Le Eolie, una bomba geologica nel Mar Tirreno? Le peggiori eruzioni
Le Isole Eolie sono un piccolo arcipelago completamente vulcanico di cui alcuni apparati hanno smesso da millenni ogni attività, altri sono, invece, ancora attivi come lo Stromboli, l’antico Strongyle, e Vulcano.
L’isola più settentrionale è costituita dal cono dello Stromboli ritenuto “l’un des vol- cans les plus sensationnel du globe »(TAZIEFF, 1952) in quanto la sua attività non è la più violenta, ma costante e regolare. Si può ritenere anche il più grande vulcano d’Europa poiché, tenendo conto della parte sommersa (la sua base poggia sul fondo marino), supera l’Etna.
Le sue lave traboccano sempre dall’orlo nord del cratere, il quale è posto a nord nord ovest dalla vetta e contiene cinque coni eruttivi. A nord ovest del cratere si trova la Sciara del Fuoco, una vasta e ripida scarpata (tra la Cresta del Filo del Fuoco e quella del Filo di Baraona) costituita da lave e ceneri emesse dall’attuale cratere. Nonostante l’antica parola Strongyle significhi “rotonda », il cono vulcanico è in realtà una vera e propria piramide a base quadrilatera.
La costituzione è di antiche lave andesitiche e basaltiche. Le due cime che oggidì si vedono — quella più alta reca il nome di Cresta Vancora — non sono che i resti dell’antico cratere principale. L’attuale cratere eruttivo è composto di varie bocche in attività in una depressione craterica i cui bordi peraltro sono poco salienti.
L’attività più recente, di una certa consistenza, si ebbe nel novembre 1975 quando per la prima volta è stato possibile seguire l’evolversi parallelo dell’attività vulcanica e sismica. In precedenza, vanno ricordate le eruzioni del 1956, 1955, 1954 e quella del 1936 quando le ceneri arrivarono fino sulla città di Catania. Nel settembre 1930 l’attività dello Stromboli fu parossistica in modo particolare in quanto i proietti vennero lanciati fino a 1.000 m d’altezza e torrenti di fango ad altissima temperatura scesero verso San Lorenzo e San Bartolo.

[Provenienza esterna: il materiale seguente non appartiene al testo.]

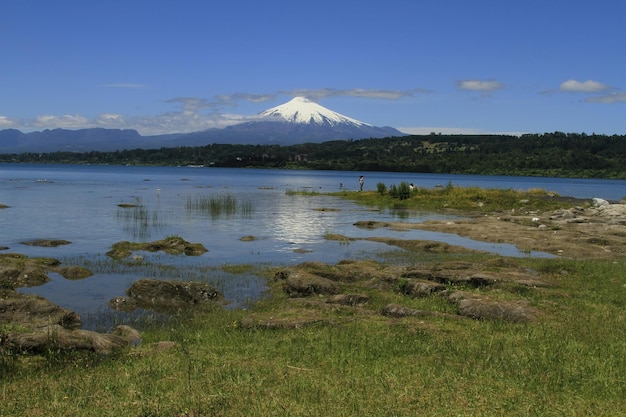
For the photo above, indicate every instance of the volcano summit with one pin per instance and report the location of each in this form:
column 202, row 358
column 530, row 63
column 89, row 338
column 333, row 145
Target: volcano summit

Il flusso, il cui volume è stato valutato in 75.000 m3 di materiale e con una temperatura di 700 °C, scese dal monte alla velocità di 15-20 m al secondo. I gas emessi dal vulcano provocarono tre vittime, mentre un pescatore trovò la morte nell’acqua marina diventata bollente.
Nel 1919 l’attività dello Stromboli diede luogo a una fitta pioggia di cenere calda che cadde su tutta l’isola, mentre blocchi lavici di 30-60 tonnellate piombavano sulle case di San Vincenzo e Ginostra. Il mare allora si ritirò dalle spiagge per 200 metri e i danni provocati furono immensi, oltre a 30 morti e a 20 feriti.
La vita di questo vulcano, persistente e in prevalenza eruttiva, è tante tipica che ha dato il nome a un’attività, detta appunto stromboliana.
Allo stesso arcipelago appartengono Lipari e Vulcano. Quest’ultimo dà luogo a un apparato composto, frutto soprattutto di un’attività esplosiva, e soltanto raramente interrotta da effusioni laviche dell’ultima avvenne nel 1739 e ha dato luogo alla colata nella metà del II secolo a.C. (183 a.C., forse) sorse dal mare, a circ. 2 km a N dell’isola, il Vulcanello, congiunto a quest’ultima da un sottile istmo formato di lava.
Un periodo di attività si ebbe nel 1873-1888 che iniziò con l’apertura di una voragine sul lato nord nord est del fondo del cratere. Dopo vi fu un’attività fumarolica che, con emissioni molto varie, ebbe un massimo incremento termico nel 1924 e tuttora persiste. Nel 1968 l’attività di Vulcano diede luogo ad esplosioni e piccole scosse sismiche.